TEACCH is a structured teaching approach based on the idea that the environment should be adapted to the child with autism, and not the other way around (the child adapting to the environment). The goal of the TEACCH approach is to provide the child with the necessary skills to understand their world and other people’s behavior. Because TEACCH tends to build upon skills most children with autism already have, some families see it as a more congenial approach than the more structured interventions associated with ABA.

Communication challenges are at the heart of an autism spectrum diagnosis and, in many cases, contribute to behavior problems. As a result, a quality intervention program should include methods to improve communication. Including a Speech Language Pathologist (SLP) on your child’s team is often necessary. Some speech-language therapists who work with children with autism incorporate the principles of ABA into their practice to encourage positive behavior and help the children develop increasingly greater communication skills; however, SLP can also be used with benefit without ABA.

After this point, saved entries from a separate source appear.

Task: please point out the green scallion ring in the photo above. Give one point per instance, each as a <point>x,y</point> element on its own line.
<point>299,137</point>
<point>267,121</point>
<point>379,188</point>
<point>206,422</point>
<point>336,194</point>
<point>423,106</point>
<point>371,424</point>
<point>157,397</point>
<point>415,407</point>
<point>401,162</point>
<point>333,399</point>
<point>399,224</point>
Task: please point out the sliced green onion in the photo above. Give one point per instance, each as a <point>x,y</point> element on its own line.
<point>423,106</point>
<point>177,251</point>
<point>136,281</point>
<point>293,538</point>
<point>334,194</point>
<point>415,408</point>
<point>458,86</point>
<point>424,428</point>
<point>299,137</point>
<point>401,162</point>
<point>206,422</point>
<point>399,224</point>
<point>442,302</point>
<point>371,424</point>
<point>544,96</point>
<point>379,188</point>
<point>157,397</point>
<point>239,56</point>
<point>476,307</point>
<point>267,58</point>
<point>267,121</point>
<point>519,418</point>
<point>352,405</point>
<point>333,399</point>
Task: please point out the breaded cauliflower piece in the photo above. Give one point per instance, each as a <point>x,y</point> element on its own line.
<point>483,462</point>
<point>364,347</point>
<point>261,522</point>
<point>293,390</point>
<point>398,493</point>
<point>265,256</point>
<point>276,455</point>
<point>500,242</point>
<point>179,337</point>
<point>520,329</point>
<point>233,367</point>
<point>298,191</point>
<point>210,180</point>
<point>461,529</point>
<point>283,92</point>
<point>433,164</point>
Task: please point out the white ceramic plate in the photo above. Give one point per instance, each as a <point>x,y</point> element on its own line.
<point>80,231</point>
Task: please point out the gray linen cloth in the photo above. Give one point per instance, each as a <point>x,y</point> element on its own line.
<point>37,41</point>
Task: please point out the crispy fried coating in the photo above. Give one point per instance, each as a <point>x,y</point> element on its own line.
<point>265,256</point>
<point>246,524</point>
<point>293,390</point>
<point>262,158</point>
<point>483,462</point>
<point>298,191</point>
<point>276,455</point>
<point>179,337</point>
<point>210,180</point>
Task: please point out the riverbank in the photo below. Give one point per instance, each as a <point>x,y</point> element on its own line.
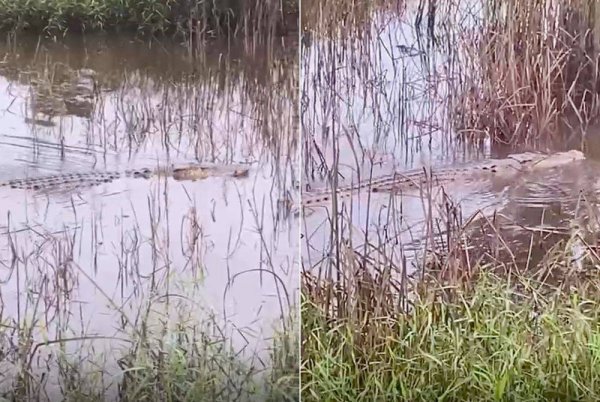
<point>492,339</point>
<point>190,18</point>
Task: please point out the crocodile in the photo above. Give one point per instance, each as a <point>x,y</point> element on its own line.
<point>511,166</point>
<point>94,178</point>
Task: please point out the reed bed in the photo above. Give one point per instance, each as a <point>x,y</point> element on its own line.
<point>531,72</point>
<point>163,341</point>
<point>194,19</point>
<point>472,315</point>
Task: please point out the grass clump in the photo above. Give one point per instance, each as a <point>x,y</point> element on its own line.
<point>190,17</point>
<point>492,341</point>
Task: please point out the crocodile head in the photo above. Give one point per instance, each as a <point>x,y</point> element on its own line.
<point>198,172</point>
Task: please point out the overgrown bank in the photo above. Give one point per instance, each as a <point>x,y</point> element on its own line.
<point>496,341</point>
<point>188,362</point>
<point>189,17</point>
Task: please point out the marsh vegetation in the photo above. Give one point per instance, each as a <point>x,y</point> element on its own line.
<point>148,288</point>
<point>192,19</point>
<point>449,292</point>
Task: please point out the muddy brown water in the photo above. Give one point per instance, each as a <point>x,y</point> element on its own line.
<point>377,102</point>
<point>92,261</point>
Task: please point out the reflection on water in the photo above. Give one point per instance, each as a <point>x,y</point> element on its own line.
<point>377,100</point>
<point>94,260</point>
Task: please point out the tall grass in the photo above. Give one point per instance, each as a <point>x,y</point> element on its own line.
<point>496,340</point>
<point>532,71</point>
<point>478,316</point>
<point>191,17</point>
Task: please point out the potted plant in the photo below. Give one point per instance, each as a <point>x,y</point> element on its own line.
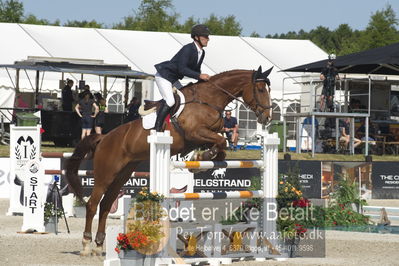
<point>50,214</point>
<point>145,230</point>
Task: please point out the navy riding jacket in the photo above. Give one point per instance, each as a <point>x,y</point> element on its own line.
<point>184,63</point>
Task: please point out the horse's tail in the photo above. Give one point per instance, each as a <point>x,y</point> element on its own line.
<point>85,146</point>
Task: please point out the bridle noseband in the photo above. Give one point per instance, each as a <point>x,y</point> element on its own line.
<point>257,102</point>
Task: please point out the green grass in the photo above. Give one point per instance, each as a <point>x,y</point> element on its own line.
<point>240,154</point>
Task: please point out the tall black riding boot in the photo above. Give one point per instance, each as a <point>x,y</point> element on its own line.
<point>163,112</point>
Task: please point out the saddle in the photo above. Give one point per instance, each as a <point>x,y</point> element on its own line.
<point>158,104</point>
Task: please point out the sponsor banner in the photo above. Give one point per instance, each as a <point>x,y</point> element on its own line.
<point>34,197</point>
<point>385,179</point>
<point>131,187</point>
<point>309,173</point>
<point>24,147</point>
<point>222,179</point>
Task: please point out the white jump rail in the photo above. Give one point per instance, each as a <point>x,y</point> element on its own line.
<point>161,165</point>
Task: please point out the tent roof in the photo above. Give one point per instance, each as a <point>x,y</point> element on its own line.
<point>382,60</point>
<point>66,67</point>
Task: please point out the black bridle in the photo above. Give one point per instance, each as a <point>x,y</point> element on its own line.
<point>258,104</point>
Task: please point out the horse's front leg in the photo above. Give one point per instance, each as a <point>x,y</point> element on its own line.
<point>216,152</point>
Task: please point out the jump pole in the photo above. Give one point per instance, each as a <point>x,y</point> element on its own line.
<point>160,178</point>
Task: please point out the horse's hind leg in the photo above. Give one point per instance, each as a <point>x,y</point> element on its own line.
<point>91,208</point>
<point>216,152</point>
<point>109,197</point>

See: Scope of Practice for SLTs, according to the American Speech-Language Association

Many children with autism benefit from working with a registered/licensed occupational therapist (OTR/L). An OT is a trained and licensed healthcare professional who collaborates with the family, the individual (when appropriate), and the intervention team to set intervention goals related to activities of daily living (e.g., dressing, self-care), functional and academic tasks (e.g., use of a computer, writing, cutting with scissors, care of personal belongings), education, work, play, leisure, and social participation. The OTR/L evaluates performance to determine what interferes with desired performance of a given skill and subsequently builds an individually tailored treatment plan.

Learn more about how OT can help your child with autism: American Occupational Therapy Association

Children with autism may have challenges with physical coordination and gross- motor skills and, therefore, may not be as physically active as their typically developing peers. In addition, their limited ability may lead to limited interest in physical activities, which can reduce opportunities to engage in fun interactions with other children, which can otherwise serve as valuable opportunities to learn and develop age-appropriate skills. Further, if a child’s coordination is very impaired, safety may be a concern. To address such issues, a physical therapist can design a regimen that will help a child develop muscle strength and physical fitness while at the same time addressing issues related to gross-motor coordination and skills.